1. **Readability**: complex logic without NOTE comments; magic numbers; missing docstrings on public API
2. **Test coverage**: edge cases untested (empty/None, large payloads, cancellation)
3. **Micro-perf**: avoid tiny allocations in tight loops; cache pure results; defer imports in cold paths

### Path-Specific Guidance

- `nicegui/` (library): treat as **public API**. Ensure new props/arguments have defaults; validate inputs; add/extend tests
- `examples/`: keep minimal and runnable; ensure no hidden dependencies; prefer idiomatic NiceGUI usage
- `website/` & docs: verify snippets still run; avoid drift between docs and code
- `tests/`: prefer fast, deterministic tests; isolate network and time; use fixtures over sleeps

### Review Structure

Structure your review comment like this:

**Summary**

What changed, risk hotspots, and migration impact in 2-4 bullets.

**BLOCKER**

Itemized violations of critical rules with short rationale and reproduction if relevant.

**MAJOR**

Concrete issues that should be fixed pre-merge.

**CLEANUP**

Low-noise, quick-win improvements.

**Suggested diffs**

Use GitHub's suggestion blocks (apply only if trivial and safe):

```diff
- data = Path('config.json').read_text()
+ with Path('config.json').open() as f:
+     data = f.read()
```

### Review Behavior

- Prefer **one** top-comment; avoid scatter
- If evidence is weak/speculative, ask a short question instead of asserting
- If change is broad: propose a tiny follow-up PR rather than expanding this one

### Review Checklist

Mental checklist before posting review:

1. Public API surface changed?

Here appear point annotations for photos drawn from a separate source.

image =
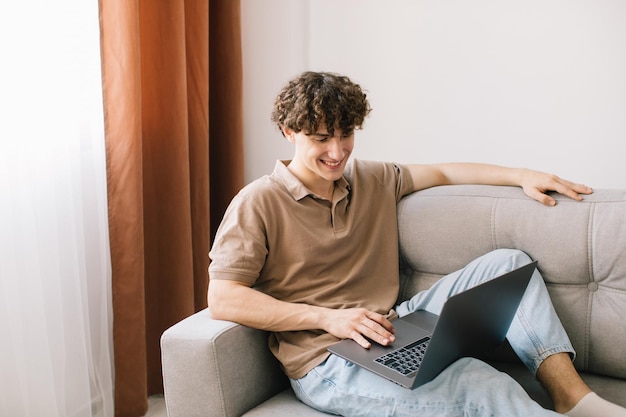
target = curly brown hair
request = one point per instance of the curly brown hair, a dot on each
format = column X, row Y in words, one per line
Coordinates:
column 316, row 98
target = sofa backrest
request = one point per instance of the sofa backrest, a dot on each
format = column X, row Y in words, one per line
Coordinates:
column 580, row 246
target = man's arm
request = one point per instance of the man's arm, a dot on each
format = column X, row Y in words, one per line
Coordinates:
column 235, row 301
column 534, row 183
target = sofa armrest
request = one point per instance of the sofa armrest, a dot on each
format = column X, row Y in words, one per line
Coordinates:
column 216, row 368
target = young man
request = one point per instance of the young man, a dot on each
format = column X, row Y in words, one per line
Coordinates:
column 310, row 254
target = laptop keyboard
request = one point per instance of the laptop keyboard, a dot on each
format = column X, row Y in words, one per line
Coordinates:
column 407, row 359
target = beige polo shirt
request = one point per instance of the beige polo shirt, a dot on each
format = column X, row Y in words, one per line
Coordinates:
column 280, row 238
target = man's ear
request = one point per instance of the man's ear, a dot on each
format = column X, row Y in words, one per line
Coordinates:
column 288, row 133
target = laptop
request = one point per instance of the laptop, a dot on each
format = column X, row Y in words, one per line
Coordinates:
column 471, row 323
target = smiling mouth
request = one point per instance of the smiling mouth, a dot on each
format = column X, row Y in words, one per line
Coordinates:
column 331, row 164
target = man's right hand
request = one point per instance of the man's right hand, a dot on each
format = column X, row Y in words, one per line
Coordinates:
column 360, row 324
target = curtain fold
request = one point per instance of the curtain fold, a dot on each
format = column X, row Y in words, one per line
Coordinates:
column 158, row 92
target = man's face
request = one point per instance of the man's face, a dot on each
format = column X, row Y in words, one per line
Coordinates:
column 320, row 156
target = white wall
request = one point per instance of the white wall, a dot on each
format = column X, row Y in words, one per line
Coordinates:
column 535, row 83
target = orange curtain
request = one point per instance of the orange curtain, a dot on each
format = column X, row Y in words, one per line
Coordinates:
column 173, row 129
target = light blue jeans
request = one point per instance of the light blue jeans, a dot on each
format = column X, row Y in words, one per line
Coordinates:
column 468, row 387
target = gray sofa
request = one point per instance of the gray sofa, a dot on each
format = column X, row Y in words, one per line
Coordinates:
column 217, row 368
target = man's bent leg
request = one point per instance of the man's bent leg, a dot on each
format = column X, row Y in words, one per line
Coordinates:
column 468, row 387
column 536, row 332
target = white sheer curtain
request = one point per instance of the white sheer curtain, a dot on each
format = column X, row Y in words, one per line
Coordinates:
column 55, row 290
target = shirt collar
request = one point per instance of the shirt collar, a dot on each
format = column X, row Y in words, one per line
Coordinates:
column 295, row 187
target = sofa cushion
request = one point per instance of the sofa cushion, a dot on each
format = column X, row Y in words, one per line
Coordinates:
column 579, row 246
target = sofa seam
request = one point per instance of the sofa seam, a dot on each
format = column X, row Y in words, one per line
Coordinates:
column 590, row 302
column 216, row 364
column 494, row 235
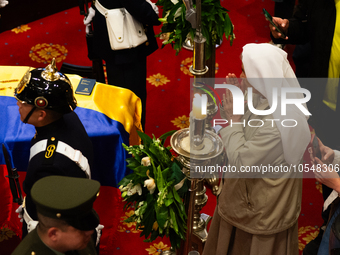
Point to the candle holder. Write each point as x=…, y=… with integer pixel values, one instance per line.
x=196, y=147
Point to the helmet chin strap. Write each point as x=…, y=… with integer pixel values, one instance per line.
x=29, y=114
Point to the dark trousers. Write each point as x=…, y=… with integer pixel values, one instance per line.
x=130, y=76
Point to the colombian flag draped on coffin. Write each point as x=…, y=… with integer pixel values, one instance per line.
x=110, y=115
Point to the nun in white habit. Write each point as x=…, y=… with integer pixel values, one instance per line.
x=257, y=213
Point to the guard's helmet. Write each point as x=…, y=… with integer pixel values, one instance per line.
x=46, y=88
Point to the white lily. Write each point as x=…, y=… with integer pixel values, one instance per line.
x=146, y=161
x=150, y=183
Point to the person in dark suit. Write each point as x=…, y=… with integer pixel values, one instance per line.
x=67, y=219
x=61, y=145
x=126, y=68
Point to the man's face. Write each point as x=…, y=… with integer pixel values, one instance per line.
x=24, y=109
x=75, y=239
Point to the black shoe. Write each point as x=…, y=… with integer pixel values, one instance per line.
x=313, y=246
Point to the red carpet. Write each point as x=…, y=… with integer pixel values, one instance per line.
x=62, y=36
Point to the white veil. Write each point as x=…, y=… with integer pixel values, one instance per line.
x=261, y=63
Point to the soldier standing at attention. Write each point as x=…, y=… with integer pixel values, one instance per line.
x=61, y=145
x=66, y=217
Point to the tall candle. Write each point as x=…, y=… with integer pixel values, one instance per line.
x=199, y=106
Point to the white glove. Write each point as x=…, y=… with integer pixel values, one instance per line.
x=32, y=225
x=88, y=19
x=20, y=210
x=154, y=6
x=3, y=3
x=99, y=233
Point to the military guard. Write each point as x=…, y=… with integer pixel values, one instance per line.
x=61, y=145
x=66, y=217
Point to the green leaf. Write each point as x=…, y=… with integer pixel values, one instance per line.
x=126, y=180
x=162, y=215
x=174, y=220
x=176, y=196
x=145, y=138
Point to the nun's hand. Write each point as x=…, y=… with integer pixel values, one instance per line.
x=326, y=175
x=327, y=154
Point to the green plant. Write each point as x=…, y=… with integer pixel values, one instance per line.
x=155, y=190
x=215, y=23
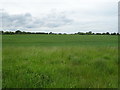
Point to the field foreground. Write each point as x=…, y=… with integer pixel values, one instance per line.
x=60, y=61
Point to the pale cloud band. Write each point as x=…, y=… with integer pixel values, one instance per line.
x=61, y=15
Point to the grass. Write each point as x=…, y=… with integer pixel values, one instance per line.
x=60, y=61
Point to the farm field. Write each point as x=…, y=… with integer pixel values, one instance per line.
x=60, y=61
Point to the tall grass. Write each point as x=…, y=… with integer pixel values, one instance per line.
x=59, y=66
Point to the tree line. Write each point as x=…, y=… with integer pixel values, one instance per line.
x=78, y=33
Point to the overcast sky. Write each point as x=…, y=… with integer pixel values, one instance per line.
x=67, y=16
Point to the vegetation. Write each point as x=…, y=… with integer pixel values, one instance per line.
x=60, y=61
x=79, y=33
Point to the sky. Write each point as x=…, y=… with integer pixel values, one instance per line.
x=65, y=16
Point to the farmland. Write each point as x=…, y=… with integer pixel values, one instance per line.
x=60, y=61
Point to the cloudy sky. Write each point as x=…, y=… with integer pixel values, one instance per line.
x=67, y=16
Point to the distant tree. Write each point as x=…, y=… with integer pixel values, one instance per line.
x=103, y=33
x=118, y=34
x=107, y=33
x=50, y=33
x=113, y=33
x=18, y=32
x=98, y=33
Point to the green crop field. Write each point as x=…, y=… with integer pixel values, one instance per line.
x=60, y=61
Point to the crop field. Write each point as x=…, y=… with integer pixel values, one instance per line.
x=60, y=61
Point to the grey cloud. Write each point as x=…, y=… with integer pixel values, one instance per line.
x=28, y=21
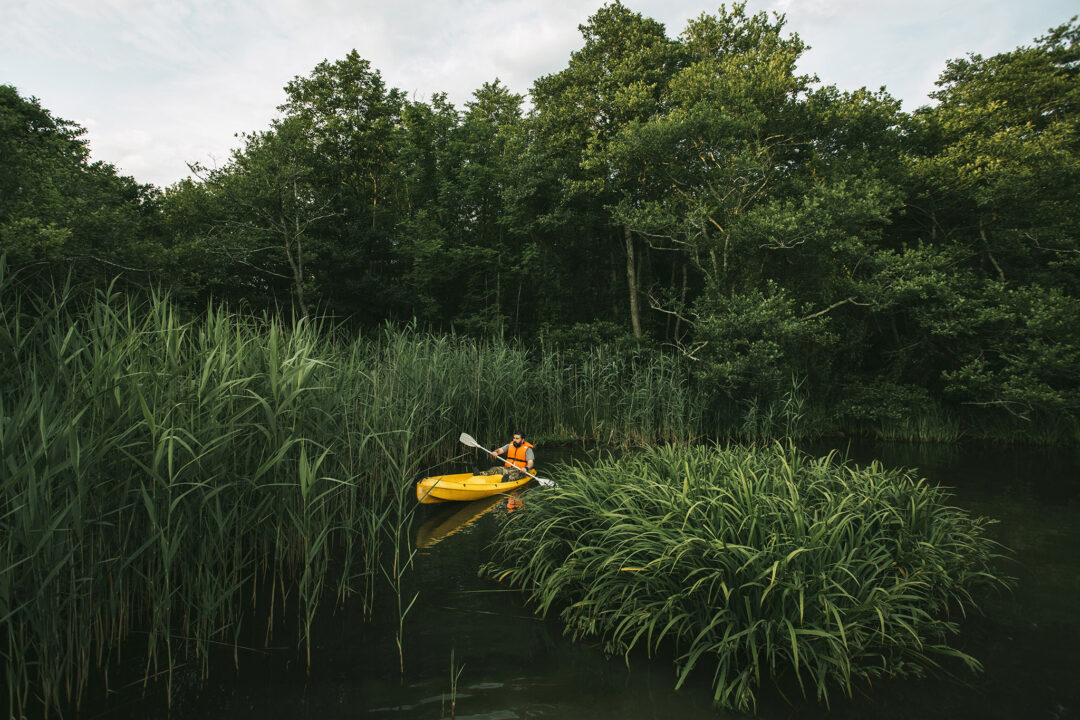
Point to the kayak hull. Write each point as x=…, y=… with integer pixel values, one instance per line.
x=462, y=487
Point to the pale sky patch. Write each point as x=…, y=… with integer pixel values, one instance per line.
x=160, y=83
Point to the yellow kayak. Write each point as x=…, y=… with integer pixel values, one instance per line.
x=463, y=487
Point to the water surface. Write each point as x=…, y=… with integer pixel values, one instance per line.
x=512, y=665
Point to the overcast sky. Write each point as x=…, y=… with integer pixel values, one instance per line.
x=159, y=83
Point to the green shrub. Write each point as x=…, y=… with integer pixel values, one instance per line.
x=759, y=562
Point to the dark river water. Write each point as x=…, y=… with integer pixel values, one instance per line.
x=510, y=665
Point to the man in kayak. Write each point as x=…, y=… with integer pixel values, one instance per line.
x=518, y=456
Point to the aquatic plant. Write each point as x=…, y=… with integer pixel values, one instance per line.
x=761, y=564
x=175, y=476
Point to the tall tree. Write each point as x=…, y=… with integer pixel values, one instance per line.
x=61, y=211
x=618, y=78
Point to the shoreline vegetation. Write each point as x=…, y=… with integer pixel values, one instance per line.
x=215, y=396
x=759, y=565
x=160, y=473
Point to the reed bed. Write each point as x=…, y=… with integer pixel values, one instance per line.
x=759, y=564
x=175, y=478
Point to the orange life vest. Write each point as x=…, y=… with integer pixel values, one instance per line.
x=515, y=457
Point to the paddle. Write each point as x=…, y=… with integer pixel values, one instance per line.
x=468, y=439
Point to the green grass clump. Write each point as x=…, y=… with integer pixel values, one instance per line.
x=760, y=562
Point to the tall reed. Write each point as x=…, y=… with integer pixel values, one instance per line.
x=759, y=562
x=174, y=476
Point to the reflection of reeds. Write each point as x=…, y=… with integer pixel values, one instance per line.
x=169, y=476
x=759, y=562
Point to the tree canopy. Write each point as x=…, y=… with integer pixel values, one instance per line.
x=691, y=194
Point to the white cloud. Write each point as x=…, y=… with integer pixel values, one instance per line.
x=159, y=83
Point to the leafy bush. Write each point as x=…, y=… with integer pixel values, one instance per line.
x=758, y=562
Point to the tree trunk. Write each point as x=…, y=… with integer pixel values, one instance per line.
x=635, y=312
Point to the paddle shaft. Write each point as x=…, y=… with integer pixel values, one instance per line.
x=468, y=439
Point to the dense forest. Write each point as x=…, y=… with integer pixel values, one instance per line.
x=906, y=274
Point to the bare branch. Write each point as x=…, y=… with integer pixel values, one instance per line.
x=834, y=307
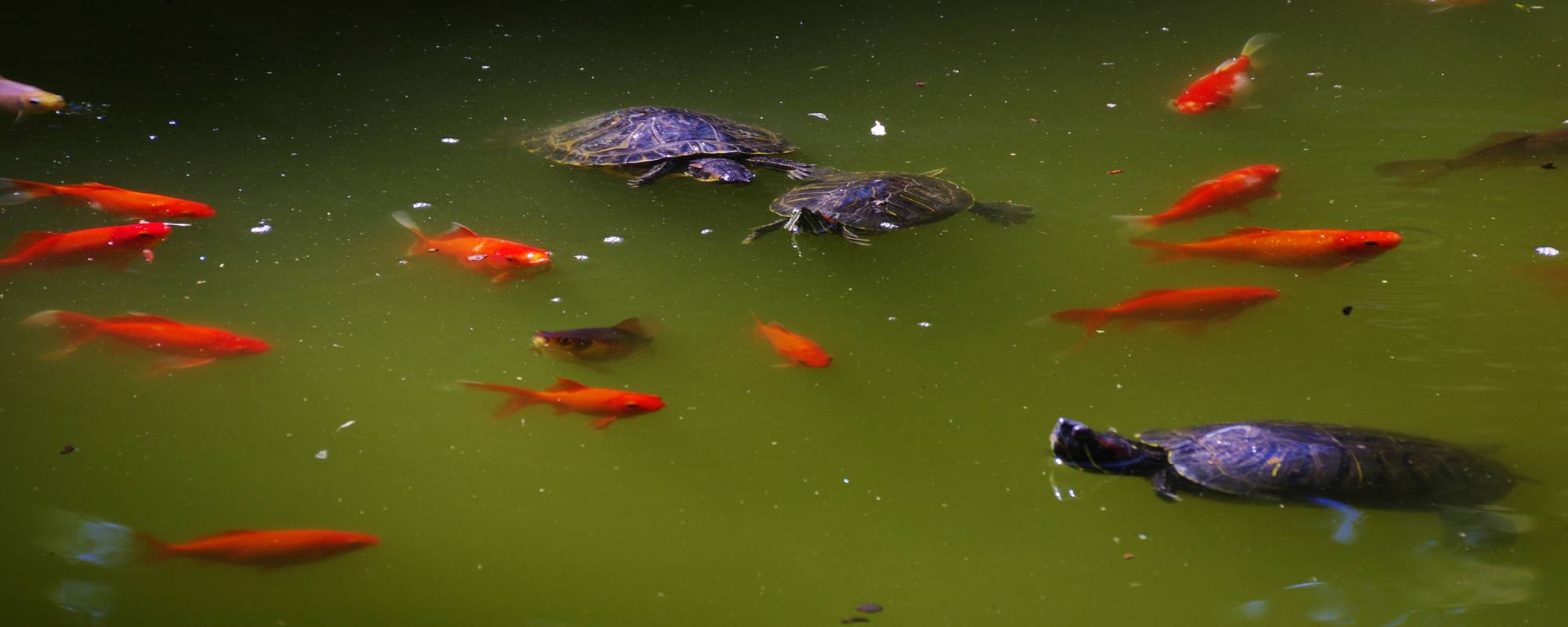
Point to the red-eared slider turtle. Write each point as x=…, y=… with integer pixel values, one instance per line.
x=1324, y=465
x=860, y=205
x=667, y=140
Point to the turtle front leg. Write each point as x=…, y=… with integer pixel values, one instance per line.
x=1166, y=484
x=796, y=170
x=655, y=173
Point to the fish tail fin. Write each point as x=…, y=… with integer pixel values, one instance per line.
x=1257, y=43
x=423, y=242
x=1134, y=227
x=79, y=328
x=1164, y=252
x=18, y=190
x=520, y=397
x=1092, y=319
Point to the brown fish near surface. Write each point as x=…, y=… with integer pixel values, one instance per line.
x=27, y=101
x=1497, y=151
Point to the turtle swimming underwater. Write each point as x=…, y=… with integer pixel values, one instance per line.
x=860, y=205
x=669, y=140
x=1324, y=465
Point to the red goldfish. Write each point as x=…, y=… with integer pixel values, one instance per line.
x=1319, y=248
x=1229, y=192
x=794, y=347
x=481, y=255
x=570, y=396
x=1216, y=90
x=1196, y=308
x=186, y=346
x=267, y=549
x=114, y=245
x=107, y=200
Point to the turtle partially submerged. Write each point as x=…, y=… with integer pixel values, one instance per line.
x=667, y=140
x=1298, y=462
x=860, y=205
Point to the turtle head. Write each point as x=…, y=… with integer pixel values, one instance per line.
x=719, y=172
x=1084, y=449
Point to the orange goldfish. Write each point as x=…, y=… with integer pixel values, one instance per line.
x=114, y=245
x=481, y=255
x=570, y=396
x=1229, y=192
x=1194, y=308
x=267, y=549
x=1319, y=248
x=107, y=200
x=794, y=347
x=184, y=346
x=1216, y=90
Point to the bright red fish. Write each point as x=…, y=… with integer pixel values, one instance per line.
x=114, y=245
x=184, y=346
x=570, y=396
x=107, y=200
x=1318, y=248
x=1229, y=192
x=794, y=347
x=1216, y=90
x=267, y=549
x=481, y=255
x=1192, y=308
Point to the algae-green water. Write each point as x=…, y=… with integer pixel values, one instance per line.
x=915, y=471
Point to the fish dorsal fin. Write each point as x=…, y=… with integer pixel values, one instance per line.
x=1503, y=137
x=457, y=231
x=225, y=535
x=27, y=241
x=136, y=317
x=565, y=385
x=636, y=327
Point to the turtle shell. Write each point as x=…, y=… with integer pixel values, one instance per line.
x=1351, y=465
x=877, y=201
x=653, y=134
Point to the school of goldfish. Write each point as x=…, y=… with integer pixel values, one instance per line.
x=183, y=346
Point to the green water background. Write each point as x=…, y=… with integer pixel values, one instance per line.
x=915, y=471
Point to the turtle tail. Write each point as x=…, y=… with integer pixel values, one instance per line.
x=1006, y=214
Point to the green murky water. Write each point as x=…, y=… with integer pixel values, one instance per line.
x=915, y=471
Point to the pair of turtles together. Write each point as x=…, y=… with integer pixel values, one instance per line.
x=662, y=140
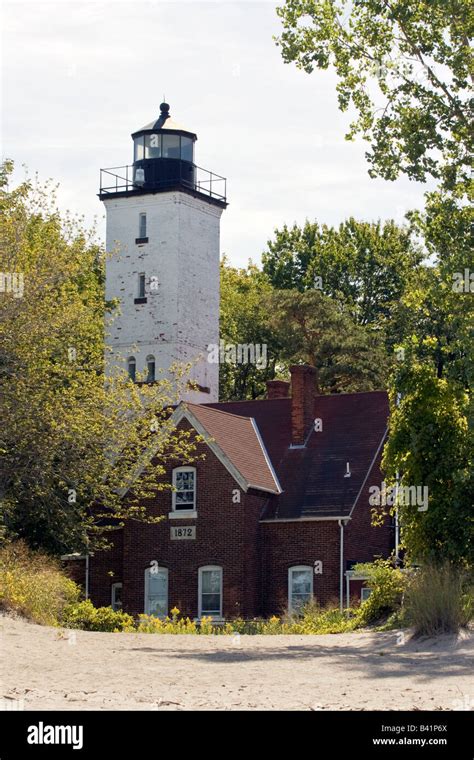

Defaults/backward compatibility preserved?
2. Async paths non-blocking? Tasks cleaned up? Timeouts and cancellations handled?
3. Secrets and security basics ok? Inputs validated? No dangerous eval/exec?
4. Tests: added/updated? any flakiness? coverage for edge cases?
5. Docs/examples updated if behavior changed?

---

> This file complements [CONTRIBUTING.md](CONTRIBUTING.md).
> For style rules, formatting, and detailed contribution workflow, see CONTRIBUTING.md.
>
> Maintainers: update this file as conventions evolve.